Open Table Formats — Delta, Iceberg & Hudi
Introductory post on new table formats
What is a Table Format?
Table formats are a way to organize data files. They try to bring database-like features to the Data lake.
Evolution of Table file formats:
Relational Table Format → Directory-oriented Table Formats → Log-oriented Table Format → Unified Open Table Format
Apache Hive is one of the earliest and most used table formats.
Different table formats store the metadata differently. Apache Hive took the directory-based approach. The hive table format suffers from the following issues:
Stale table statistics(partition lifecycle)
The compulsion for user to know physical data layout
Lack of lineage/History
Lack of schema evolution
Hive was written pre-cloud era. It was not written for Object storage (data organization structure of hive is a kind of anti-pattern of object storage).
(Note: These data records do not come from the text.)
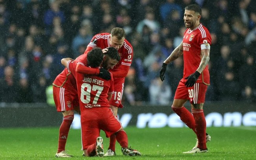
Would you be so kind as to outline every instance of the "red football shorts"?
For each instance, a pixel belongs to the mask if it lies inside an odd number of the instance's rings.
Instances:
[[[111,99],[109,101],[110,105],[119,108],[123,107],[121,102],[124,85],[124,78],[114,78],[114,94],[112,95]]]
[[[80,111],[77,91],[74,88],[53,86],[53,99],[57,111]]]
[[[107,137],[109,137],[121,127],[121,122],[108,107],[83,110],[81,113],[82,149],[87,149],[90,145],[96,143],[101,129],[105,132]]]
[[[196,83],[193,86],[187,87],[185,83],[183,78],[179,81],[174,99],[189,100],[190,104],[204,103],[208,86],[202,83]]]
Hence it started to take performance hits as and when new usage patterns emerged in the cloud. Metadata tables in Hive grow rapidly, slowing down its performance.
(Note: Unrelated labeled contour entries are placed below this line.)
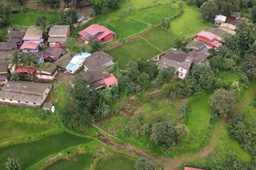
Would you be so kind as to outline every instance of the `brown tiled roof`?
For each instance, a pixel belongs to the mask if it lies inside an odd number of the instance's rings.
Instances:
[[[26,32],[22,30],[15,30],[12,31],[7,35],[9,38],[19,38],[23,39],[23,36],[25,35]]]
[[[94,70],[101,67],[106,67],[110,66],[106,66],[106,64],[112,61],[113,61],[113,58],[110,55],[104,52],[98,51],[87,57],[83,64],[88,69]]]
[[[10,81],[0,92],[0,98],[31,103],[43,103],[42,97],[51,85],[30,81]]]
[[[83,78],[85,78],[90,84],[111,75],[111,74],[104,68],[100,68],[93,71],[83,71],[79,74]]]
[[[54,25],[50,29],[48,35],[50,36],[52,35],[65,36],[68,34],[69,28],[69,25]]]

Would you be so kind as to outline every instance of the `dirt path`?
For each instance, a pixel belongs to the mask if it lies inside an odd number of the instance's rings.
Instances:
[[[228,115],[228,116],[222,120],[220,126],[217,127],[217,128],[215,129],[215,131],[213,132],[213,135],[212,137],[212,140],[210,143],[208,143],[208,144],[206,146],[201,152],[194,155],[174,158],[168,158],[163,157],[155,158],[153,155],[138,149],[130,144],[128,144],[127,146],[123,146],[121,144],[118,144],[113,141],[111,141],[110,140],[105,138],[102,135],[99,135],[98,138],[101,141],[108,145],[120,148],[129,152],[132,152],[140,156],[144,157],[149,160],[151,160],[152,162],[163,163],[165,166],[165,169],[166,170],[177,169],[179,168],[179,167],[185,163],[196,161],[197,159],[205,157],[210,154],[217,145],[219,136],[221,135],[221,132],[225,126],[225,124],[227,123],[229,120],[230,120],[236,112],[243,108],[244,105],[250,103],[251,99],[254,96],[254,93],[255,91],[256,88],[254,88],[250,93],[247,94],[247,96],[245,97],[243,101],[240,101],[238,104],[236,105],[236,106],[232,110],[232,111]]]

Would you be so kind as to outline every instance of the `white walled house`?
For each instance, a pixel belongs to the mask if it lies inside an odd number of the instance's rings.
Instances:
[[[0,102],[12,105],[40,107],[52,85],[30,81],[10,81],[0,92]]]
[[[66,71],[73,74],[80,67],[83,66],[83,63],[90,55],[91,53],[86,52],[76,55],[69,61],[68,66],[66,67]]]

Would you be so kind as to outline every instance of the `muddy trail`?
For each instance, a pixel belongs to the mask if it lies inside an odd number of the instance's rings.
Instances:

With the growth of the data domain, new use cases came that demanded a new set of capabilities from the current data lake. Mainly the new system demanded the following as features for the data lake:
Transactions (ACID)
Unified Batch & streaming
Data mutation (Merge/correction option for late data arrival)
Schema enforcement, evolution & versioning
Metadata scaling
Along with this the new use case also needs to be supported:
Time Travel
Concurrent read & write
Independent consumption from storage
Data quality
Pluggable storage
To address these, communities started creating new open table formats. In this blog we will discuss the following three:
Delta table — Databricks
Iceberg — Netflix
Hudi — Uber
Delta Table
Delta tables are parquet tables with a transactional log.
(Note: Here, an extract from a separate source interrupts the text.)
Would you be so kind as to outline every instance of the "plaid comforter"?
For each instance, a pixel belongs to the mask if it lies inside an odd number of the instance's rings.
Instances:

Delta Log — It is a changelog of all the actions performed on the delta table. These actions are namely 1. Add file 2. Remove file 3. Update metadata 4. Set transaction 5. Change protocol and 6. Commit info. The delta log contains JSO files which store that reflect the state of the delta table at any given time.
Data Files — Parquet files that hold the actual data. These are immutable in nature. If in a commit, the row(s) of the file is going to be impacted then all the rows in the current file are loaded to the memory, updates are applied, and written out as a new file. After this, the commit is recorded in the delta log as the older parquet file is removed from the state and the newer parquet file is added to the state.
This table format makes a great choice if you are invested in Databrick's offering.
from pyspark.sql import SparkSession
from delta import DeltaTable
spark = SparkSession.builder \
.appName("Delta with PySpark") \
.config('spark.jars.packages', 'io.delta:delta-core_2.12:2.1.1') \
.config("spark.sql.extensions", "io.delta.sql.DeltaSparkSessionExtension") \
.config(
"spark.sql.catalog.spark_catalog",
"org.apache.spark.sql.delta.catalog.DeltaCatalog",
) \
.config("spark.sql.warehouse.dir", "spark-warehouse") \
.master("local[*]") \
.enableHiveSupport() \
.getOrCreate()
df_sales = spark.read.parquet("dataset/sales.parquet/*parquet")
df_sales.write \
.format("delta") \
.mode("overwrite") \
.option("mergeSchema", True) \
.saveAsTable("sales_delta_managed_delta")
dt = DeltaTable.forName(spark, "sales_delta_managed")
dt.history().select("version", "timestamp").show(truncate=False)
%%sparksql
select * from default.sales_delta_managed limit 5;
update default.sales_delta_managed set amount = 428 where trx_id = 123
dt.history().select("version", "timestamp").show(truncate=False)
Iceberg
In Iceberg metadata is tracked in three files: 1. Metadata files 2. Manifest list 3. Manifest files.
Metadata.json
This file contains info about the metadata of the table. It has follwing subsections:
- Snapshot — It is a complete list of all files in the table for the snapshot. It contains information about table schema, partition spec & location of the manifest list.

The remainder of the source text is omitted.